W tej niesmacznej sprawie złą rolę odegrała polityka. O wytoczeniu przeciw żołnierzom najcięższych zarzutów zadecydowały informacje wojskowych służb specjalnych podlegających w 2007 r. Antoniemu Macierewiczowi. To na ich podstawie ówczesny szef MON, nieżyjący dziś Aleksander Szczygło wyrobił sobie opinię o „durniach strzelających do cywilów”.
Generał stracił stanowisko
Kilka miesięcy po Nangar Khel, 18. batalion powietrznodesantowy (wtedy desantowo-szturmowy) stał się obiektem nagonki zarządzonej przez „cywilne zwierzchnictwo” Ministerstwa Obrony Narodowej. Gdy na polecenie MON prokuratura i Żandarmeria Wojskowa prześwietliły żołnierzy jednostki, okazało się, że 41 (z około 800) ma za sobą wyroki. W marcu 2008 r. minister Bogdan Klich mówił o „kryminalnej przeszłości” wielu żołnierzy batalionu. Kiedy dowódca 6. Brygady Desantowo-Szturmowej gen. Jerzy Wójcik zaprotestował przeciwko takiemu określaniu jego podwładnych - zwracając uwagę, iż chodzi o wyroki nieprawomocne bądź zatarte - stracił stanowisko.
Wczoraj w przypochlebianiu się wojsku i opinii publicznej wyprzedził Bogdana Klicha minister Radosław Sikorski. Tuż po ogłoszeniu wyroku, szef MSZ na Twitterze napisał - „Są jeszcze sądy w Warszawie! Żołnierze niewinni. Rzeczpospolita dba o swoich obrońców. Rozliczyć trzeba tych, którzy nakręcili aferę”. Przypomnieć należy, że większość czasu, jaki uniewinnieni żołnierze spędzili w areszcie, przypadła na okres obecnego rządu.
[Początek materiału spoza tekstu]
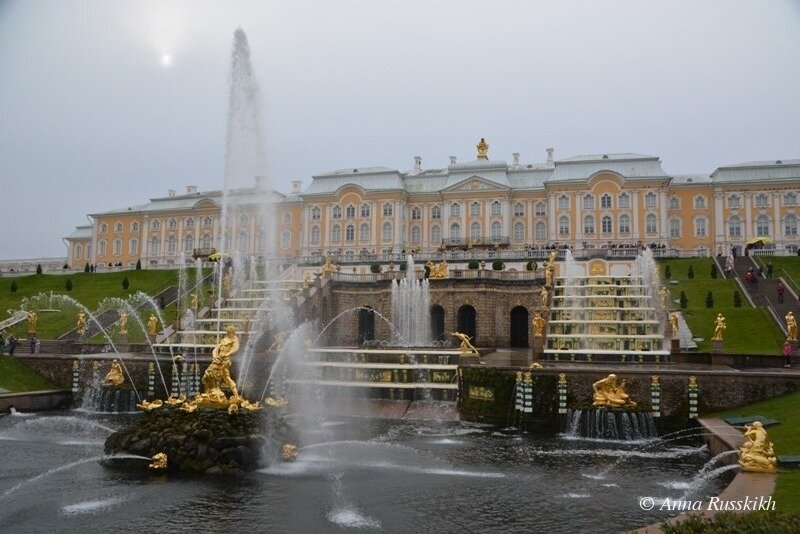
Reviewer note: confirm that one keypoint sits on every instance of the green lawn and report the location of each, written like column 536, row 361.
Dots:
column 750, row 330
column 786, row 437
column 87, row 288
column 15, row 376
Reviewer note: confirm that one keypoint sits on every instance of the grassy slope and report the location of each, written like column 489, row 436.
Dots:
column 750, row 330
column 786, row 438
column 87, row 288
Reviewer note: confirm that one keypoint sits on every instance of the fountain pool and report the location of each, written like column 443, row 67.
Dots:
column 351, row 473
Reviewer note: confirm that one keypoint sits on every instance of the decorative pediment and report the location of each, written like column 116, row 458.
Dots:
column 476, row 183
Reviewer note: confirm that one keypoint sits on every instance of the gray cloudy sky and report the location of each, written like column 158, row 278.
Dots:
column 94, row 115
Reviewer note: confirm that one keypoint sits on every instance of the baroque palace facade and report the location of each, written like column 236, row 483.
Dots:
column 592, row 203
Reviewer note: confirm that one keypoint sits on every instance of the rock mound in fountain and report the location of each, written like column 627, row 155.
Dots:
column 207, row 440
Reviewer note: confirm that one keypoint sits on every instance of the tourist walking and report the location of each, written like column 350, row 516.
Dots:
column 781, row 291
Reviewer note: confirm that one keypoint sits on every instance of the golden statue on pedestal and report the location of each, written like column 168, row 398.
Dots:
column 80, row 324
column 610, row 393
column 152, row 325
column 757, row 454
column 114, row 377
column 467, row 349
column 791, row 327
column 539, row 325
column 719, row 328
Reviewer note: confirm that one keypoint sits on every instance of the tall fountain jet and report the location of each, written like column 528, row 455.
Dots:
column 411, row 309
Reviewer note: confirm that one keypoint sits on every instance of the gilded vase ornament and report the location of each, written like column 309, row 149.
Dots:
column 757, row 454
column 610, row 392
column 115, row 377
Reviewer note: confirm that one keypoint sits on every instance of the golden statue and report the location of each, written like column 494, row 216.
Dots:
column 152, row 324
column 609, row 392
column 719, row 328
column 791, row 327
column 159, row 461
column 467, row 349
column 538, row 325
column 219, row 371
column 114, row 378
column 123, row 322
column 80, row 325
column 757, row 454
column 483, row 149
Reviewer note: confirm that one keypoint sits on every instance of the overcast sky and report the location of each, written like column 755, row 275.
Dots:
column 107, row 104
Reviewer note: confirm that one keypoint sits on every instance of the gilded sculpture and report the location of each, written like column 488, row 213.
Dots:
column 539, row 325
column 611, row 393
column 719, row 328
column 467, row 349
column 757, row 454
column 791, row 327
column 115, row 377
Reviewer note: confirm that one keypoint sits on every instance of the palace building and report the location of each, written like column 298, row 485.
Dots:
column 593, row 203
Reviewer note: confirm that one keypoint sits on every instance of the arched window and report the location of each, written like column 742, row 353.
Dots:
column 563, row 226
column 650, row 224
column 475, row 230
column 607, row 227
column 416, row 235
column 624, row 224
column 790, row 224
column 540, row 231
column 762, row 225
column 588, row 225
column 674, row 227
column 519, row 232
column 436, row 235
column 734, row 227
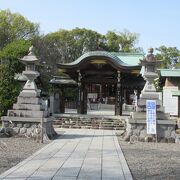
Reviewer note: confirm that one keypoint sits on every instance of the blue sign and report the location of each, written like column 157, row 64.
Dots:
column 151, row 116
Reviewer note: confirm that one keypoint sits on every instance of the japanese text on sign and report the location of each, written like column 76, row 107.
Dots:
column 151, row 116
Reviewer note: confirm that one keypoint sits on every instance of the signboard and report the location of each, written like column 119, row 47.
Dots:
column 92, row 95
column 151, row 116
column 170, row 102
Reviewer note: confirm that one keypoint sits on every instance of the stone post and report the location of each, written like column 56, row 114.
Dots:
column 136, row 124
column 29, row 116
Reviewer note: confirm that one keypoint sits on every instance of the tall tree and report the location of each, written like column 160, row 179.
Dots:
column 14, row 26
column 167, row 54
column 16, row 33
column 121, row 41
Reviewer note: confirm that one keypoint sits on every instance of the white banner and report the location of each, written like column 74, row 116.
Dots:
column 151, row 116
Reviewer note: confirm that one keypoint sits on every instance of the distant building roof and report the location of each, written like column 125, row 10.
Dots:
column 170, row 72
column 176, row 93
column 120, row 59
column 62, row 80
column 20, row 77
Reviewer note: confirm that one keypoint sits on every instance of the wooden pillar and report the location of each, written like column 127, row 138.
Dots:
column 79, row 93
column 118, row 105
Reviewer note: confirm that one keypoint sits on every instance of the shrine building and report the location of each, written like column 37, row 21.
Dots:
column 99, row 77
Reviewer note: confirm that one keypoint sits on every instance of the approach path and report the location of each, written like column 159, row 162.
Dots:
column 78, row 154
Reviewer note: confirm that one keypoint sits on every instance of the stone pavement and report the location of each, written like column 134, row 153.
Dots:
column 78, row 154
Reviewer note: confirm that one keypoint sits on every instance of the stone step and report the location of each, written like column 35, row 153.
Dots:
column 24, row 113
column 28, row 100
column 90, row 123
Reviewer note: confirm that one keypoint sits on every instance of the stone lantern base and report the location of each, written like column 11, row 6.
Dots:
column 29, row 118
column 136, row 128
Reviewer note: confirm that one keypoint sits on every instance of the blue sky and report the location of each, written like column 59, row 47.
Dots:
column 157, row 21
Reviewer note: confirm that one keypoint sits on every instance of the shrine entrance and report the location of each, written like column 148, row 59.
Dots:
column 104, row 81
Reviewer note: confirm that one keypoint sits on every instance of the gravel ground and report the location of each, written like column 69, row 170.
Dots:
column 152, row 161
column 13, row 150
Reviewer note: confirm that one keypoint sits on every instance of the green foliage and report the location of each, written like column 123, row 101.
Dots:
column 166, row 54
column 9, row 89
column 14, row 26
column 15, row 37
column 121, row 41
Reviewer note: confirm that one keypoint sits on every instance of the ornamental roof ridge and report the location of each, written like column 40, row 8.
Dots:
column 111, row 55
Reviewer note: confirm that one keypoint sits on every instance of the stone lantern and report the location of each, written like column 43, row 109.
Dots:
column 30, row 88
column 29, row 117
column 136, row 127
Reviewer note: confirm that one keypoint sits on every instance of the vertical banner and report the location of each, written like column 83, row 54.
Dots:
column 151, row 116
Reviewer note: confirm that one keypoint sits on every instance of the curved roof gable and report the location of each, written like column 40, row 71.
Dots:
column 119, row 59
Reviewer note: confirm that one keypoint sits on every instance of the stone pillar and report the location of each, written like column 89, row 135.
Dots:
column 29, row 116
column 136, row 128
column 118, row 106
column 62, row 101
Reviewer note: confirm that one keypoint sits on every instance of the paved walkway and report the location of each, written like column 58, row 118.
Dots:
column 79, row 154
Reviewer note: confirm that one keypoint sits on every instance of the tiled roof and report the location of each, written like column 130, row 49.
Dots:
column 170, row 72
column 121, row 59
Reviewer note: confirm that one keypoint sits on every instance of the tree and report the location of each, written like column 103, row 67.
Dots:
column 167, row 54
column 14, row 26
column 64, row 46
column 15, row 37
column 9, row 87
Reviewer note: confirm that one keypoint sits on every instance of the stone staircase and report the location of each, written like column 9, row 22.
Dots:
column 88, row 122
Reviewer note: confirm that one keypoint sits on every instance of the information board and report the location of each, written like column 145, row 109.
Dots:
column 151, row 116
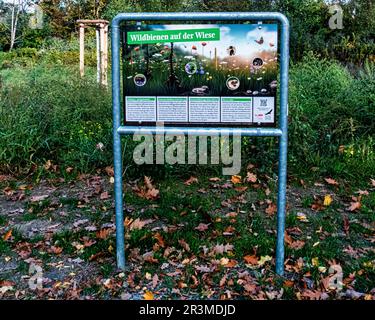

O tym, jak Rzeczpospolita - a raczej elity rządzące - dba o swoich obrońców świadczy sprawa głośnej dymisji dowódcy Wojsk Lądowych gen. broni Waldemara Skrzypczaka. W sierpniu 2008 r. przemawiając nad trumną poległego w Afganistanie oficera, generał z goryczą powiedział o mnożonych przez cywilno-wojskową biurokrację problemach z wyposażeniem żołnierzy walczących w Afganistanie. Dowódca zadbał o bezpieczeństwo swoich żołnierzy i też musiał odejść ze stanowiska.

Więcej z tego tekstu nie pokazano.